Est-ce une raison pour prendre des pénalités inutiles ? Si c'est ce qu'a pensé Bertuzzi en revenant sur la glace, il s'est trompé. Son obstruction pour dégager la route à Nash a au contraire pour effet d'encombrer la voie pour son équipe. Les défenseurs canadiens sont trop brouillons pour sortir le palet de leur zone, et Viktor Kozlov, impressionnant de constance dans l'effort ce soir, récupère la rondelle derrière la cage et l'offre à Aleksandr Ovechkin pour une reprise imparable (1-0 à 41'30"). Le Canada n'est pas loin d'en prendre un deuxième, mais le lancer d'Aleksandr Kharitonov, servi à la bleue par une belle longue passe de Sergueï Gonchar, ne trouve pas le cadre. Gonchar est à son tour pénalisé pour une obstruction sur Smyth et la défense russe se fait peur sur des rebonds qu'elle tarde à dégager. Ce sera le cas durant tout ce troisième tiers-temps. En fait, les Russes ne sont pas à l'aise quand ils doivent se replier et préserver un score. Leur défense n'est pas toujours bien placée : sur une entrée de zone de Ryan Smyth sur la gauche, jamais Martin Saint-Louis n'aurait dû se trouver seul au second poteau. La défense canadienne, elle, ne se laisse pas mettre hors de position par les contre-attaques et les permutations offensives de Sushinsky et consorts. La Russie enchaîne donc les périodes délicates dans sa zone défensive, mais avec une capacité à vite ressortir le palet. C'est ce que fait Viktor Kozlov alors qu'Ovechkin va à la cage, mais il ne peut reprendre la passe au second poteau avec la cage ouverte. En fonçant sans cesse vers le but comme vers un aimant, les jeunes Ilya Kovalchuk et Aleksandr Ovechkin ont peut-être surpassé les Canadiens à leur propre jeu ce soir.

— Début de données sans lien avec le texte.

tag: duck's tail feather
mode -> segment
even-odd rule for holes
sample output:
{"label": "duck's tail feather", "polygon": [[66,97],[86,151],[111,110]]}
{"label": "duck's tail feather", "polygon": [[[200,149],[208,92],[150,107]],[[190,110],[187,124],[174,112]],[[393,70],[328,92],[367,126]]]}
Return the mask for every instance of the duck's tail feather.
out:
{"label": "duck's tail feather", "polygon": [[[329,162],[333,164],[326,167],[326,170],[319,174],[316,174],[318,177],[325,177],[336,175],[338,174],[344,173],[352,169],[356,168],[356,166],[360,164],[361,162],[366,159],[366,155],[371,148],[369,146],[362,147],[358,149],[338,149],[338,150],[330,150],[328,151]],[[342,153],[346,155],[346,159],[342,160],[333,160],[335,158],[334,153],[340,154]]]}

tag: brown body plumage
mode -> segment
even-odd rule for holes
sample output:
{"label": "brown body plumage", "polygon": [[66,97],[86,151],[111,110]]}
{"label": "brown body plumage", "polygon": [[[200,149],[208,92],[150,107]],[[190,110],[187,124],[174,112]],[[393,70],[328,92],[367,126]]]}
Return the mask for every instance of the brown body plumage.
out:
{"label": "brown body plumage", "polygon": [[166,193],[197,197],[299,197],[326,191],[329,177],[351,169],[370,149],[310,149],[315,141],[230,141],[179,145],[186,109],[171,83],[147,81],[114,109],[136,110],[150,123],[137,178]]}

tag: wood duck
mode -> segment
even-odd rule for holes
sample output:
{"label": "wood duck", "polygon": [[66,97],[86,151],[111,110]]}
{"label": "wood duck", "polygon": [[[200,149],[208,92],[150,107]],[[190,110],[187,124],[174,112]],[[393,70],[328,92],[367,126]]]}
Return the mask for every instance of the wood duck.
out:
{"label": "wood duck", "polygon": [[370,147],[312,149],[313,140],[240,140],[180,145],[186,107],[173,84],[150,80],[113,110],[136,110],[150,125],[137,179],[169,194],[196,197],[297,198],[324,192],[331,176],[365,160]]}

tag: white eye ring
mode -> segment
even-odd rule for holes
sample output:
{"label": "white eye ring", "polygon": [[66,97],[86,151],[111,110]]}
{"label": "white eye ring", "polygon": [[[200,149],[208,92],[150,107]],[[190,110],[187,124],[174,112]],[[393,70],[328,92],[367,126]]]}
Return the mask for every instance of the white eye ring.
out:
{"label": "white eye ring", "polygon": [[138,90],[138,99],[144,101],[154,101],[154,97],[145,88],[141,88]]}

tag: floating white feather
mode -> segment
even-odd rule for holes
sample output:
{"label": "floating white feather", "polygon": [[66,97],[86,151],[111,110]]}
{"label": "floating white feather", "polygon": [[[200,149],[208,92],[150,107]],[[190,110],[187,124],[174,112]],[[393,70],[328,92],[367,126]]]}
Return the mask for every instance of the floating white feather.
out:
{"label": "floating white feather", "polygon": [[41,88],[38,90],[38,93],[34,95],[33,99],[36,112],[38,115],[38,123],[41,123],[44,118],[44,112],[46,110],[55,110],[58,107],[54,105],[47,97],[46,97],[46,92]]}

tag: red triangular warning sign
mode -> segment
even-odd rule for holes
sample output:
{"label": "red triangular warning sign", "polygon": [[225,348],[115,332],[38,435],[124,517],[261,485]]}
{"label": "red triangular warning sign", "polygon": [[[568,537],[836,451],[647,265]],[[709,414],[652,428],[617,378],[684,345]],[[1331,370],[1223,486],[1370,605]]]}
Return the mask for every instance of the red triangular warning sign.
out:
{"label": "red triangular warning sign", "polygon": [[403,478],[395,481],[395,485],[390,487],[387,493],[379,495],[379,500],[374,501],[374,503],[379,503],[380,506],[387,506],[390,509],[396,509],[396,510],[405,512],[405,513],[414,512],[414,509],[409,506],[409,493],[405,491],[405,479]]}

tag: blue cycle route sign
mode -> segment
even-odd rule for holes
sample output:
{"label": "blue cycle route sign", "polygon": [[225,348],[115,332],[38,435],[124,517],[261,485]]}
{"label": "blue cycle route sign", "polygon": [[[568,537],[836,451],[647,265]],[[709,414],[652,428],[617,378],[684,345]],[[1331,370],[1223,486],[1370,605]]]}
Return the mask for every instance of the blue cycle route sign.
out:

L'agressivité des Canadiens n'épargne pas le gardien Nabokov et ils se ruent sur tous les palets. Joe Thornton marque ainsi en force mais l'arbitre avait déjà sifflé avant. Les dernières minutes sont terribles car les Russes ont toujours autant de mal à évacuer les rebonds. Suite à un énième cafouillage devant le but russe, Heatley vient titiller Nabokov avec sa crosse tandis que Lecavalier, situé dans la zone du gardien, se fait plaquer par Evgueni Malkin qui prend une pénalité de match pour un mouvement malintentionné du patin sur le joueur au sol. Une esquisse de geste qui obscurcit un peu la victoire russe puisqu'il prive le junior de la demi-finale et empêchera la Russie de jouer à quatre lignes offensives. Lecavalier ayant pris pour sa part une pénalité mineure, on joue à quatre contre quatre, et c'est une configuration intéressante pour le Canada en sortant son gardien. C'est alors que Chris Pronger commet une dernière erreur irréparable : il perd le palet à sa ligne bleue face à Kovalev et fait faute pour empêcher le contre : une dernière action qui résume malheureusement tout son tournoi. Supériorité numérique russe et engagement en zone offensive, c'est comme si c'était fini. Pour bien faire les choses, le capitaine Alekseï Kovalev marque pour ne plus laisser le moindre doute sur la qualification en demi-finale (2-0 à 59'37").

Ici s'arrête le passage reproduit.